China’s arms transfers in South Sudan were just business as usual until the Stetson-wearing president, Salva Kiir, accused former Vice President Riek Machar of plotting a coup in December 2013. In the weeks that followed, the tenuous internal peace that had emerged from South Sudan’s independence crumbled — a civil war began to tear Africa’s youngest nation apart. It quickly became yet another excuse to settle tribal scores in a region that has come to be defined by decades of ethnically motivated bloodletting.

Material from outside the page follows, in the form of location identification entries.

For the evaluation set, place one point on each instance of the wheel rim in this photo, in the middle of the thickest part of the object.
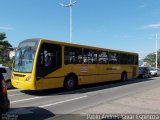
(9, 85)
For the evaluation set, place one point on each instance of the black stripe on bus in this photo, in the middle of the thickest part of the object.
(81, 75)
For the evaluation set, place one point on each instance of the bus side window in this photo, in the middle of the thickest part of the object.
(103, 57)
(72, 55)
(123, 58)
(113, 58)
(89, 56)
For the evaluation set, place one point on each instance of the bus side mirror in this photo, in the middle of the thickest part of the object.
(3, 70)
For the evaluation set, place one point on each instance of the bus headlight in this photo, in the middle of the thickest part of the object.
(28, 79)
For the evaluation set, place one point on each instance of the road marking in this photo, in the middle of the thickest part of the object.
(43, 106)
(25, 99)
(15, 94)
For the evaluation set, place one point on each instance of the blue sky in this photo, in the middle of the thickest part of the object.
(128, 25)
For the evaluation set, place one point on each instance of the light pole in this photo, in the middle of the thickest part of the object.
(156, 52)
(70, 5)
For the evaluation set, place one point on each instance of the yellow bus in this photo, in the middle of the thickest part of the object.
(43, 64)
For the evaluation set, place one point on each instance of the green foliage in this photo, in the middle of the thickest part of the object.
(151, 59)
(5, 47)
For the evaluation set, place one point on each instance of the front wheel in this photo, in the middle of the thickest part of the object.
(70, 82)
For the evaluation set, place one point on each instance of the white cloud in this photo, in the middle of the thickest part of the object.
(6, 28)
(152, 26)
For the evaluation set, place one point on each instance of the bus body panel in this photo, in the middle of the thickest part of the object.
(86, 73)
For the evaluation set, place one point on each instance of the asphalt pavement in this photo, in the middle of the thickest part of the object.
(136, 96)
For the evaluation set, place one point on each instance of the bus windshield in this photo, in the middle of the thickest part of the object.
(24, 60)
(24, 56)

In the last year and a half, the government forces of South Sudan have used Chinese-made weapons to wage what the international community has largely condemned as a scorched-earth policy against rebel forces. Government forces have been accused of burning entire villages to the ground as part of a widespread campaign of ethnic cleansing, forced military recruitment of children, and mass rape. China’s hands in this war seem less than clean. In July 2014, Norinco delivered 100 guided missile systems, over 9,000 automatic rifles, and 20 million rounds of ammunition to the South Sudanese government. Human Rights Watch has since called for a comprehensive arms embargo in response to “extraordinary acts of cruelty” on both sides of the civil war in which tens of thousands have died and almost five million are in desperate need of humanitarian aid. Both parties maintain that they signed the deal prior to the outbreak of the war and that the delivery of war material from China has since ceased.

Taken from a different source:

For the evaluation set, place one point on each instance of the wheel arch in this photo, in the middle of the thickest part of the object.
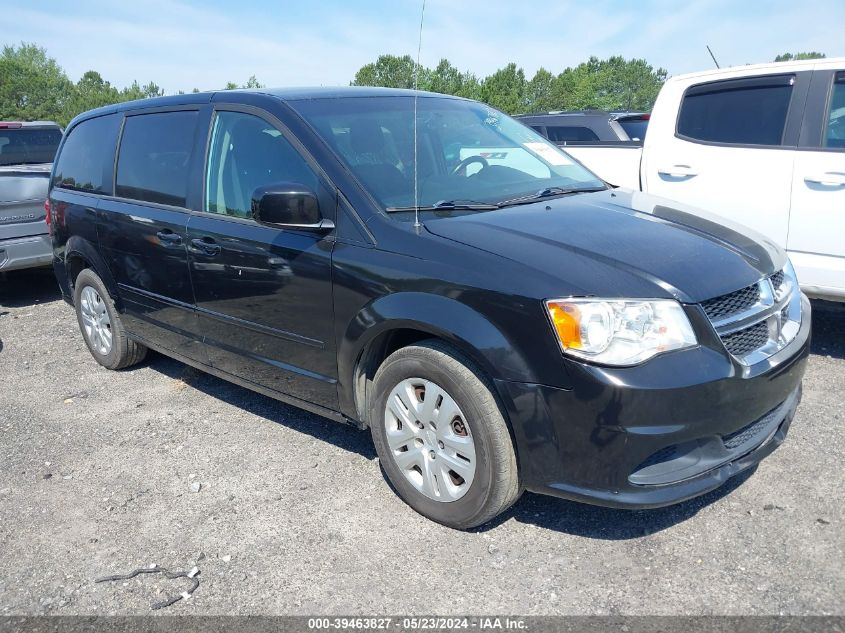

To many, the events in South Sudan are yet more proof that China’s rise will only cause geopolitical turbulence. But it is an oversimplification for countries like the United States to pigeonhole China as a bad actor. Despite Chinese weapon transfers to North Korea, Myanmar, Zimbabwe, and Iran — oft-touted examples that China is indeed the geopolitical bogeyman that many make it out to be — the country’s customers also include long-time allies of the United States like Thailand, Peru, and Pakistan. Indeed, the American use of weapons transfers during the Cold War offers a less-than-stellar track record. The United States sold arms to Iran until 1979, to Iraq throughout the Iran-Iraq War, and to the Afghan Mujahideen. These actions are prime instances of trades made for short-term geopolitical gains but with damaging long-term repercussions. Given its checkered past, the United States lacks any clear moral high ground from which to condemn China’s policy.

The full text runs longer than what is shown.